The Board said Dr. Lusiola’s experience also spans clinical pharmacy, with a focus on medicines information, clinical trials, and intensive care during his tenure at the Royal Liverpool NHS Trust in the UK.
Education & Professional Organizations
Dr. Lusiola holds qualifications from prestigious institutions such as Harvard, the University of Reading, and the University of Nairobi.
He is also an active member of several professional organizations, including the Royal Society of Medicine and the Project Management Institute.
“The Board is confident that Dr. Lusiola’s experience will be invaluable to the Group’s continued success and takes this opportunity to welcome and congratulate him on his appointment,” read another part of the notice.
Further, the Board said the announcement has been issued approved by the Capital Markets Authority pursuant to the Capital Markets (Public Offers, Listings and Disclosures) Regulations, 2023.
Also Read: Standard Group Records Ksh200M Loss Amid Mass Firings
Standard Group Firings & Station Shutdown
Standard Group has been facing financial struggles which has led to mass firings and the closure of some of the Group’s television and radio stations.
On July 30, SG announced plans to fire more than 300 employees as it struggles to remain afloat.
The Board issued a notice of intention to declare redundancy as stipulated in section 40 (1) of the Employment Act, 2007.

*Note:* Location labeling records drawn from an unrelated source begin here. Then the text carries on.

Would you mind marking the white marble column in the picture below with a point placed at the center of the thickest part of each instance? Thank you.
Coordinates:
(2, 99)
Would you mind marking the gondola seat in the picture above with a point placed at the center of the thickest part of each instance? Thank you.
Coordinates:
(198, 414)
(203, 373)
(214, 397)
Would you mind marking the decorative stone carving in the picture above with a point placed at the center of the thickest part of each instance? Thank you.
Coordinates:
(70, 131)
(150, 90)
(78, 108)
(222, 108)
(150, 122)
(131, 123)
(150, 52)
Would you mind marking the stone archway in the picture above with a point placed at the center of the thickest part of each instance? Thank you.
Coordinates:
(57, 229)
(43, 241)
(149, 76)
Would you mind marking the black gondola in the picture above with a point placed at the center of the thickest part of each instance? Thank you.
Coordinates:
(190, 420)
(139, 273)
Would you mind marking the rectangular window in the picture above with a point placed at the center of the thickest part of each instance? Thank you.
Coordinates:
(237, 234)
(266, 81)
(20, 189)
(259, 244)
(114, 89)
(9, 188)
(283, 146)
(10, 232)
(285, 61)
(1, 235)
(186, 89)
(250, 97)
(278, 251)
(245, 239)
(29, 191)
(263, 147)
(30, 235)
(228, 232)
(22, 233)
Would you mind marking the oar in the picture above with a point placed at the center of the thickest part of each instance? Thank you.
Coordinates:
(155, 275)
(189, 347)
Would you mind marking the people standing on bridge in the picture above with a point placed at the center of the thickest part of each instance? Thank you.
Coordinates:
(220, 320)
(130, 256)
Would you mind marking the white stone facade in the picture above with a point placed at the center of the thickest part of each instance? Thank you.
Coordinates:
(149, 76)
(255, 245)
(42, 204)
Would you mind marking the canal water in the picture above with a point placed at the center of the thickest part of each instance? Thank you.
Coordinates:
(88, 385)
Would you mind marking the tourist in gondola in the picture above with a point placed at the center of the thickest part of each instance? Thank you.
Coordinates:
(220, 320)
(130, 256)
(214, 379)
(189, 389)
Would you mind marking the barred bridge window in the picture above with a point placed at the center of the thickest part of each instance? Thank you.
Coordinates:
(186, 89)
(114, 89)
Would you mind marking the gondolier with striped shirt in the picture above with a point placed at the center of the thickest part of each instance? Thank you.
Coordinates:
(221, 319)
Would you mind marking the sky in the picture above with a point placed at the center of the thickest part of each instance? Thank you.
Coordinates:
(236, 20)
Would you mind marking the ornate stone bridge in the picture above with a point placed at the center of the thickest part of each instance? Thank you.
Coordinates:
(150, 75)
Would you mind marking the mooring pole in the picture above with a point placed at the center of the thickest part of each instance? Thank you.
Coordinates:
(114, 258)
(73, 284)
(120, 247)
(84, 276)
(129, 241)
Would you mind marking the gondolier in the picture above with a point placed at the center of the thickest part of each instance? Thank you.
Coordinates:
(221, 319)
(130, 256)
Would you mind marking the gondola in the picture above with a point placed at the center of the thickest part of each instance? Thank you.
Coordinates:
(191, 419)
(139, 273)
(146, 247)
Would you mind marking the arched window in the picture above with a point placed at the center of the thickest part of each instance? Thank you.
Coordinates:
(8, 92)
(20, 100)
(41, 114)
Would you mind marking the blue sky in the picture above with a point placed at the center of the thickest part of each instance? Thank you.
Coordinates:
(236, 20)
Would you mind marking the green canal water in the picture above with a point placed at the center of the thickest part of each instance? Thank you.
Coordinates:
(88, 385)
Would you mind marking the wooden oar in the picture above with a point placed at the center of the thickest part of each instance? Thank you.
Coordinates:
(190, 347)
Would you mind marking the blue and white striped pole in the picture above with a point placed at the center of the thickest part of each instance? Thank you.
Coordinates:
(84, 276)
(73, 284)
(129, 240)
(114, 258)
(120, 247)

According to the Board, the decision was as a result of harsh economic environment and advancement in technology which has changed trends in the media industry and among the audience.
The Group later shut down several TV stations including KTN News, KTN Farmers and KTN Burudani among others.
The Stations went off air and have now been merged with KTN Home, which aired entertainment and lifestyle content.
Also Read: Standard Group Issues Warning on EPL Matches
SG Ksh200 million Loss
The Company recorded a Ksh200 million loss for the six-month period ending 30 June 2024.
SG Board said the Ksh200 million loss before tax was occasioned by the decrease in its total revenue by 16.8%.
The Group’s total revenue decreased to Ksh1.049 billion from Ksh1.260 billion in the previous 6-month period.